そして、ボクに「少しここで待っていて」と言葉を残し、試着室へ向かい、カーテンを閉める。
さて、どうしたものか、手持ち無沙汰になってしまったな。
とりあえず、試着室の近くにあるベンチに座ることにした。
するとトウカさんが入った試着室から――『しゅるりっ』と服が脱げている音がした。
不覚にもその音でボクの心はドキドキしていた。
「…………」
もしかして、トウカさんは今は下着姿なのか?
想像してはいけないと思いつつも、カーテンの向こう側の彼女の姿をイメージしているボクがいる。そんなことを考えていたら、軽快な足取りで、女性の店員さんがボクの方へ向かってきた。
「綺麗なお姉さんですね」
「――え?」
「今日は姉弟でお買い物ですか?」
どうやら、この店員さん、ボクとトウカさんを見て姉弟だと勘違いしているようだ。
こういう時、なんて答えるのがいいのだろうか『嫁なんです』なんて言えば、なんだか自分が調子に乗っているみたいでシンプルに嫌だ。だからと言って『姉です』とも言いたくない自分がいた。まあ、いつものごとく女の子に間違えられなかっただけマシか……。

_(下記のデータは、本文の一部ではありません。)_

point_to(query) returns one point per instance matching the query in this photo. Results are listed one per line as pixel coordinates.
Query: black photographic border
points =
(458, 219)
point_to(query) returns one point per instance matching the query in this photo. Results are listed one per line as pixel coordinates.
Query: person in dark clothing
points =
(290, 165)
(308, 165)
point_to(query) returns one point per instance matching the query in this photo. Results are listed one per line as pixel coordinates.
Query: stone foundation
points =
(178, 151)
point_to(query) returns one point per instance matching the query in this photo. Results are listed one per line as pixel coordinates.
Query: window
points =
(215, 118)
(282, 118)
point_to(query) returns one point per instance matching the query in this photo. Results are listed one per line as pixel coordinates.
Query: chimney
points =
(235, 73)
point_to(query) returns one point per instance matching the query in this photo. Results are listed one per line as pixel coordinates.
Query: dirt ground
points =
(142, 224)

結局、ベストな返答は何だろうかと考えていたら、トウカさんが入った試着室から、
「――はーくん、この服、胸がきつい。もうワンサイズ大きいの取ってぇ」
「え? もう一つ大きいサイズとか言われても」
「あ、ご用意しますね」
店員さんはニッコリと営業スマイルを作り、素早い動きで、もうワンサイズ大きい洋服をトウカさんのいる試着室へ持って行く。
「…………」
居心地がすごく最悪だな……。
ここでぼんやりしていても、何の戦力にもならない。
それにまた、店員さんに根掘り葉掘り質問されても困る。
「トウカさん、のどが渇いたので、飲み物を買ってきます」
本当はあまり喉は渇いていない。この場から逃げる為の方便だ。
「……わかったわ」
トウカさんから許可が下りて、ほっとする。
もう少し我慢して待機していろと言われたら、どうしようかと思っていた。
ボクは店員さんに「フォローお願いします」と言葉を残し、店を後にした。